Литературный вечер актрисы, сценариста и режиссера Ренаты Литвиновой, прошедший в минувший четверг в Капелле, обернулся обаятельным антрепризным лохотроном. В удовольствии поучаствовать в нем не отказал себе ДМИТРИЙ РЕНАНСКИЙ.
Жанр поэтического вечера в недавнем прошлом был для театральных и киношных звезд не менее обязательной и ответственной нагрузкой, чем основная служба, — достаточно вспомнить хотя бы великого декламатора Сергея Юрского. В последние годы с подобными выступлениями из действительно крупных актеров в Петербург изредка наведывались разве что Михаил Филиппенко и Константин Райкин. Дебютный литературный вечер Ренаты Литвиновой не имел с этой почтенной традицией ничего общего. Он скорее вписывался в контекст разношерстных антрепризных мероприятий, объединенных общим принципом: публика валит на них не ради хорошего театра или высшей пробы актерского мастерства, а просто побыть в одном пространстве с медийными лицами. Несмотря на рекордную для подобного жанрового формата дороговизну билетов (за лучшие места в партере просили до шести с половиной тысяч рублей), случился аншлаг — для реализации обывательской мечты камерный зал Академической капеллы подошел как нельзя лучше: госпожу Литвинову можно было разглядеть даже с последнего ряда, а вот непоставленный голос все-таки пришлось усилить микрофонной подзвучкой.

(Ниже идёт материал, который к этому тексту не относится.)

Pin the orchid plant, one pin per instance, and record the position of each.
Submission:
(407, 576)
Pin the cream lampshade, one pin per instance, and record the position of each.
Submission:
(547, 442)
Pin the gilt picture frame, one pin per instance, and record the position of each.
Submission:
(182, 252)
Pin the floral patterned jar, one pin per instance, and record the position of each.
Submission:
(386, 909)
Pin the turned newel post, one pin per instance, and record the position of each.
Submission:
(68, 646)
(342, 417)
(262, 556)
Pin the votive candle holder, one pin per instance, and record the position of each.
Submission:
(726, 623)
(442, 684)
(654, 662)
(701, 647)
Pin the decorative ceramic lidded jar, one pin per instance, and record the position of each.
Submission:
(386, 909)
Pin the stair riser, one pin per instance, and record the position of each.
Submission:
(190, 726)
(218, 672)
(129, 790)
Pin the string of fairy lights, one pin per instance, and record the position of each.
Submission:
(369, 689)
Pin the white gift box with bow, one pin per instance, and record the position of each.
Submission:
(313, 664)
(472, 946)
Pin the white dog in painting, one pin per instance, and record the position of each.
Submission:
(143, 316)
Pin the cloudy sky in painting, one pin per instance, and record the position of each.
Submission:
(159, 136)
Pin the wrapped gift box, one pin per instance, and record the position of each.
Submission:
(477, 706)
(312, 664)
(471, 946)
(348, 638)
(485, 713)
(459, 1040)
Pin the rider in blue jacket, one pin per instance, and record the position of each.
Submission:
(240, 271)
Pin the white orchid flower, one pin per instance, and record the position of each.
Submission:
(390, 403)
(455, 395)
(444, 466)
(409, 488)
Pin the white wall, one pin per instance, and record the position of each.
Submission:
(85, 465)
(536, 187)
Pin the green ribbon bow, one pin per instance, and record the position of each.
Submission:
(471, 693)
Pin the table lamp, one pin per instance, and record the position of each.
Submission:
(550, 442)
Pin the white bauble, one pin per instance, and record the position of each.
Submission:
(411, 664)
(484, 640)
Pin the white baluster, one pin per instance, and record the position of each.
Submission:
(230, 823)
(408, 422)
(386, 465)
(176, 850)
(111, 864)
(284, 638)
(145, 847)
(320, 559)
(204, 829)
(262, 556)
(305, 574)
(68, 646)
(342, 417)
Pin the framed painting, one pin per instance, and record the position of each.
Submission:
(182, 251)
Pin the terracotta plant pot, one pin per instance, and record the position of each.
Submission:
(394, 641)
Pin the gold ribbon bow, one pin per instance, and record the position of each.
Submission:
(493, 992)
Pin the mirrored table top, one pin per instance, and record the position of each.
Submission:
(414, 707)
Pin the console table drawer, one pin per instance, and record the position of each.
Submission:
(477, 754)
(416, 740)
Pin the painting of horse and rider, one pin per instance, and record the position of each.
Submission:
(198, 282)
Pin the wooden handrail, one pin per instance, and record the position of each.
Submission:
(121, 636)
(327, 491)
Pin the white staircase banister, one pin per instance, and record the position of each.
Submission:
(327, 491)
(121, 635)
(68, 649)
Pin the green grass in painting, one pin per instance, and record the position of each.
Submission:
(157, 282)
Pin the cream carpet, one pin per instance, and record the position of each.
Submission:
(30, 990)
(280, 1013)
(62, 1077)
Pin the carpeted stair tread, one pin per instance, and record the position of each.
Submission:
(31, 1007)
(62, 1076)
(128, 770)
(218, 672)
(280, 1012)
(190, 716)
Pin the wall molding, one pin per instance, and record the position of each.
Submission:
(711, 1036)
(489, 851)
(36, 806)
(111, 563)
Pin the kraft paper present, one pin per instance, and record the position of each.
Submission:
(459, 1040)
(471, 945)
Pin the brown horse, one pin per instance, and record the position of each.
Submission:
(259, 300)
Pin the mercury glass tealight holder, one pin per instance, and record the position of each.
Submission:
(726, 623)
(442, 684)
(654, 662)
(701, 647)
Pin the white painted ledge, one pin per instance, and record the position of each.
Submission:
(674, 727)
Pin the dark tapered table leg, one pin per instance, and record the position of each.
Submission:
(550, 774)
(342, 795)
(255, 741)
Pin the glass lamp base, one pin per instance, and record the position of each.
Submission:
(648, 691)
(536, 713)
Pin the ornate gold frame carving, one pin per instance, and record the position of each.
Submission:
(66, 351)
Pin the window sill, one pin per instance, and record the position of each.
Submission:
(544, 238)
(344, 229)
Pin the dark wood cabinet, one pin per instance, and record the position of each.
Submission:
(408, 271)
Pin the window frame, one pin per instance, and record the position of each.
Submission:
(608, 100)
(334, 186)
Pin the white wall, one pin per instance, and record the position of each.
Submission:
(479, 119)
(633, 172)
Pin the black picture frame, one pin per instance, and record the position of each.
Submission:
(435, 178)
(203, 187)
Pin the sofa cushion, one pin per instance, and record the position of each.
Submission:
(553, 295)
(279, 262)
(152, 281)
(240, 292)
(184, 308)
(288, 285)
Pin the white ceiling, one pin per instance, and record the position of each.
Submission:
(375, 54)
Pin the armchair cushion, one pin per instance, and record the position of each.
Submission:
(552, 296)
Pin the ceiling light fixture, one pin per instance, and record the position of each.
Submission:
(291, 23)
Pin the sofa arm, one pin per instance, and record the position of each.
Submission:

Шла публика, понятное дело, не на обещанные в афишах монолог Гамлета и не на Бродского с Цветаевой. Правда, ни того, ни другого, ни третьего госпожа Литвинова так и не исполнила. А жаль: было бы любопытно соотнести ее Принца датского с вековой традицией исполнения "Быть или не быть" великими актрисами, от Веры Комиссаржевской до Аллы Демидовой. До этого вечера у Ренаты Литвиновой был лишь один театральный опыт в мхатовском "Вишневом саде" Адольфа Шапиро, и тогда монологи Раневской звучали ровно так, как будто их переписала для себя сама актриса. С той же привычной юродивой изломанностью, коктейлем хрупкости, утонченности и вульгарности, вышли у госпожи Литвиновой фрагменты из русской литературной классики. "Евгений Онегин" плавно перетекал в "Записки сумасшедшего", "Герой нашего времени" сменялся "Носом" и "Москвой--Петушками". Если бы эти тексты не были столь канонически известны, то определить, где начинался Гоголь с Лермонтовым, а где заканчивались скетчи самой актрисы, которыми Литвинова пересыпала программу, было бы очень трудно. Отнесись госпожа Литвинова к новому для себя амплуа чуточку серьезнее, ее чтецкую манеру можно было бы принять за упражнение по деконструкции — до оскомины известные тексты распадались на отдельные слоги и фонемы, как в пушкинских спектаклях Анатолия Васильева, у которых Рената Литвинова словно бы одолжила свое "Письмо Татьяны". Но никакой интерпретацией и не пахло: как и на киноэкране, в концертном формате Рената Литвинова играла прежде всего саму себя — ну разве что концентрация фирменного неуловимого безумия была меньше обычного.